2010-04-08

"Getting Away" with ... "Stuff"

I hear it a lot.  "My dog is getting away with (insert x, y, z)" so the owner feels compelled to correct the dog, rather than correct the training.  I definitely don't discount that a history of intentional and/or unintentional reinforcement makes changing the behavior difficult, but I also know that "allowing" an annoying behavior to happen once or twice impacts you, more than the dog.  

Last night I got home from work, packed up both dogs (along with an insane amount of "stuff") and we headed to a Nature Park about 20 minutes from our house.  I took Buzz walking there once, and it was beautifully large, secluded, and had a LOT of things for us to work through.  I laid Bailey's track, laid Buzz's track and then ran Buzz.  The past couple times I've taken him tracking, he hasn't offered the article indication I want to see.  He's been "taught" to pick up the article (since he won't sit or down reliably on wet/otherwise yucky grass... and I need a reliable indication), but just hasn't lately.  Sometimes I waited for the correct indication, but other times I just let him "get away with it" (said tongue in cheek) and we continued on.  At the UGSDA show this weekend, we worked on our article indication.  Yes--in the midst of a conformation show, I trained my dog for tracking.  *gasp*

1. Find suitable article
2. Get dog playing "101 things" with it
3. Reinforce the desired response
4. Reinforce some more
5. Take dog out tracking almost two weeks later and see that training the dog has a positive effect... whoda thunk?

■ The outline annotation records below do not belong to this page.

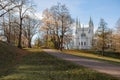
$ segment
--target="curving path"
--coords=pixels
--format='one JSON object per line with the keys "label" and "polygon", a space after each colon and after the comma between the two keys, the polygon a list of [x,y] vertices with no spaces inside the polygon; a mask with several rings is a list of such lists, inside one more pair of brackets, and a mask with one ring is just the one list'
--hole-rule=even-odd
{"label": "curving path", "polygon": [[92,59],[81,58],[81,57],[73,56],[70,54],[62,54],[61,52],[57,52],[52,49],[44,49],[44,51],[58,58],[72,61],[84,67],[88,67],[93,70],[96,70],[98,72],[106,73],[111,76],[120,78],[120,66],[118,65],[113,65],[103,61],[96,61]]}

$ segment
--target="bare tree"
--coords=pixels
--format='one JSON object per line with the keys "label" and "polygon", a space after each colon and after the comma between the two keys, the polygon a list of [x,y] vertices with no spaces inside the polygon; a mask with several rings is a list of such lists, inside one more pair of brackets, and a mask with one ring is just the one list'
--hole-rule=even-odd
{"label": "bare tree", "polygon": [[107,40],[108,40],[108,33],[109,29],[107,28],[107,23],[104,21],[104,19],[100,19],[100,24],[97,29],[97,46],[102,51],[102,55],[104,55],[105,48],[107,46]]}
{"label": "bare tree", "polygon": [[27,17],[25,20],[24,30],[23,33],[28,40],[28,48],[31,48],[31,40],[34,34],[37,33],[37,29],[39,27],[39,21],[37,19],[31,18],[30,16]]}
{"label": "bare tree", "polygon": [[66,5],[58,3],[50,9],[45,10],[43,13],[43,23],[46,26],[47,34],[52,34],[51,40],[55,48],[62,50],[64,38],[71,31],[71,24],[73,19],[70,16],[69,10]]}
{"label": "bare tree", "polygon": [[[26,18],[26,14],[28,11],[32,9],[32,5],[27,5],[29,3],[27,0],[19,0],[17,2],[14,2],[15,5],[20,5],[18,7],[18,13],[19,13],[19,39],[18,39],[18,48],[22,48],[22,29],[23,29],[23,19]],[[27,5],[27,6],[26,6]]]}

I let Buzz "get away" with not indicating in previous tracking sessions and yet he... indicated (arguably) better?  Yes!

I also chose not to work on Bailey's LLW after we tracked.  LLW takes work (imagine THAT), so instead I put her x-back harness on, put my skijor belt on, and off we went.  She happily pulled ahead, I was happy to be pulled... and neither one of us was hurting ourselves.  Best invention and suggestion ever (the x-back and skijor belt with line that is).  I guess I let my dog "get away" with pulling then, and by that I mean I encouraged it! 

5 comments:

Lauren said...

But it's so EASY to let them get away with stuff! :p

Do you happen to know if they make x-back harnesses for smaller dogs? LLW is death with Frodo, and if I don't have an alternative for daily walks we'll never have a LLW.

Megan said...

I would imagine they do... but I almost wonder if a "regular" pulling harness would be better due to him being so low to the ground. Hmm, now I need to think about that!

It can be quite easy to just allow things to happen... for some people. Not type A/OCD (ahem, CDO is in alphabetical order) people though. Yeah, that's not me... noooope!

Lauren said...

Yeah, that would probably work as well. Plus I already have one of those so it would be "free" lol

And yeah, I am a total Type A personality, but the dogs are the one thing that I could never win at!

Laura and The Corgi, Toller, & Duck said...

hmmm. I hear the similar statement, "he's blowing me off" a lot. I would say that most of the time the dog is either not trained completely, too distracted, or the rate of reinforcement is way off and the dog has no clue how to earn a reward.

In your first example though, I would say (without knowing Buzz that well and the level of training you've done) it's stress and/or not really knowing what you want. I know if my dogs are stressed or confused there is no way I would force it, it would only make it worse.

I suppose I would hear those statements a ton more if I trained at a more traditional club with a completely different outlook on training.

Kristen said...

"the owner feels compelled to correct the dog, rather than correct the training" I really like that! Very well put.